During Micheal’s adolescence, I learned many things I never wanted to know, like throwing a bit of ceramic from a spark plug against a car window would immediately obliterate it, or an even better bit, homeowner’s insurance will cover damage caused by your minor child. Homeowner’s insurance will also cover theft by your minor child. I never learned how many incidents like this the insurance company would pay for, because the incidents were increasing and I had to make something happen again.

Problems involving police were increasing. Disruption in the household was increasing. Pressure from Chris was increasing. Pressure from juvenile court was increasing. Micheal was running out of chances everywhere. He’d already been to Henry County Juvenile Detention. Soon, there would be nothing left but Boy’s School, where I figured the lessons would focus on how to be a more successful criminal.

I was being catapulted from one catastrophe to the next, before one ended another one would begin. Nothing I did was working. I was trying to control a tornado and it was pounding my spirit and draining my resources.

Counselors didn’t help. Micheal wasn’t the least bit interested in therapy.
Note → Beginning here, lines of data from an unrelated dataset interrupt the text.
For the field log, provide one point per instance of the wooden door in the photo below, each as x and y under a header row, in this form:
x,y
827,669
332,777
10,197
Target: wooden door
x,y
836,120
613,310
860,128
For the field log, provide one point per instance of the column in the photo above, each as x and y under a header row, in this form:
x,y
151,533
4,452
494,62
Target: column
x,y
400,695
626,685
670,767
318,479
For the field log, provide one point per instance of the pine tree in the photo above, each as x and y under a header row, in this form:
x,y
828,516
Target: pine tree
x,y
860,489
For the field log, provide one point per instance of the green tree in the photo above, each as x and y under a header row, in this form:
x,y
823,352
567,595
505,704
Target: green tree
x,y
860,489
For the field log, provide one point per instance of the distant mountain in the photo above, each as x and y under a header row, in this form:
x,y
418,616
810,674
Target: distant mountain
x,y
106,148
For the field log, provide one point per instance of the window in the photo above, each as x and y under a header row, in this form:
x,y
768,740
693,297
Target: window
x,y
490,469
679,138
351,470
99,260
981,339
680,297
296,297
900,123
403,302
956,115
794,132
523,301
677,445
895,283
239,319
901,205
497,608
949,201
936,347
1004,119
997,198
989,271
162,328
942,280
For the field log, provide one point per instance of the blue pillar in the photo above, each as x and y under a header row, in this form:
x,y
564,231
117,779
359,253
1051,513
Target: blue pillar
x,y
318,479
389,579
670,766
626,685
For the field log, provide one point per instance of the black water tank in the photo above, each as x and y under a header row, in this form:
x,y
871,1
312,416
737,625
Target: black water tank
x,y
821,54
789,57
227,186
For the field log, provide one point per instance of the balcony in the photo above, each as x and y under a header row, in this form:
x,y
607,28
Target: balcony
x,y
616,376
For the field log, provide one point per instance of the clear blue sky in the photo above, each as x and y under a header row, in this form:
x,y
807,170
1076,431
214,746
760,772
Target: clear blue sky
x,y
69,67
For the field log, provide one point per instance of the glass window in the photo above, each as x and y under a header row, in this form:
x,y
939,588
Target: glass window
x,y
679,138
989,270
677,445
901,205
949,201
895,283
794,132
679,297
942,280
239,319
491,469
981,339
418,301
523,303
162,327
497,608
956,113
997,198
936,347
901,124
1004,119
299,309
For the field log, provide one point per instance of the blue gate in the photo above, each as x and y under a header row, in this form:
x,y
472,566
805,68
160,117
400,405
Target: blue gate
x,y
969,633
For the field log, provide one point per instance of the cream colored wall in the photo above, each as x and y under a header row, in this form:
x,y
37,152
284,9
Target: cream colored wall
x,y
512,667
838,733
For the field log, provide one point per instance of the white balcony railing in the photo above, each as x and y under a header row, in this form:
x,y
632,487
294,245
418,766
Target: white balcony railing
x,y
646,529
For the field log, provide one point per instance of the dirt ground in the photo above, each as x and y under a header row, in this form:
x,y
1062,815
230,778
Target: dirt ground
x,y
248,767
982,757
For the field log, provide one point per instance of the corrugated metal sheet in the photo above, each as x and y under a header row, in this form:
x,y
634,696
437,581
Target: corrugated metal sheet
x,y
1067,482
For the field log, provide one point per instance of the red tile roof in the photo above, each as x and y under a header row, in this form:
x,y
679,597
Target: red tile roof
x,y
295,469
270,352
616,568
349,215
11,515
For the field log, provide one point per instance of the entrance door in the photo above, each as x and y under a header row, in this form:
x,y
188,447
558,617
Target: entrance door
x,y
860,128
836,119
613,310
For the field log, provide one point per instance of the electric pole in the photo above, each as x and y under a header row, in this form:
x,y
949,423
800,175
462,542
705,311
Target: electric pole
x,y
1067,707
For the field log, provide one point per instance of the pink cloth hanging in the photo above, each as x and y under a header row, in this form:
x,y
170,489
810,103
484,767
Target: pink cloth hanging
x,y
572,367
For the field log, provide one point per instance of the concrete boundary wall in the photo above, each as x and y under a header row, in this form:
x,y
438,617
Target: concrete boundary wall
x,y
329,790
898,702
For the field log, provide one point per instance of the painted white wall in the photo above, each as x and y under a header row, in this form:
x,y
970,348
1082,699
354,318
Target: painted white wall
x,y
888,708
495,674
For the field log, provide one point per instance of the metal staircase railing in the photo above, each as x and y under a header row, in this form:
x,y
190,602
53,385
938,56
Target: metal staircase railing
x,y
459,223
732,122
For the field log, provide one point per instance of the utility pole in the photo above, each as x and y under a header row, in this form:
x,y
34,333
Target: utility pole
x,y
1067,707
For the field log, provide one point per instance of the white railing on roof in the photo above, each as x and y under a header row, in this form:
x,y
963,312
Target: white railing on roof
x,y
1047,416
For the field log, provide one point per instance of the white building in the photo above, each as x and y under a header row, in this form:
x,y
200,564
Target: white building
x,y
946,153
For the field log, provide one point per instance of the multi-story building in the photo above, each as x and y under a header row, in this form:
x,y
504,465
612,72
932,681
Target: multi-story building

Beyond that, there wasn’t much help to be had, that is, help that didn’t cost more money than I could dream of having at one time. So, with few choices at hand, I made a bad one.

Walt and mom had found, through a friend of a friend, a farm in Jennings County, Indiana that took in troubled boys. It was a religious organization I was told, and the boys were required to go to church and study the Bible. They also attended school and were required to do chores. The farm was in a very rural, heavily wooded area, with the Muscatatuck wildlife refuge and several parks and recreation opportunities close by. It sounded like a place Micheal would love. Except he didn’t.

He had good reasons. He hadn’t been there more than three days when he was calling me, begging for me to come get him. I wanted to. I just couldn’t, but I promised to come see him as soon as I could.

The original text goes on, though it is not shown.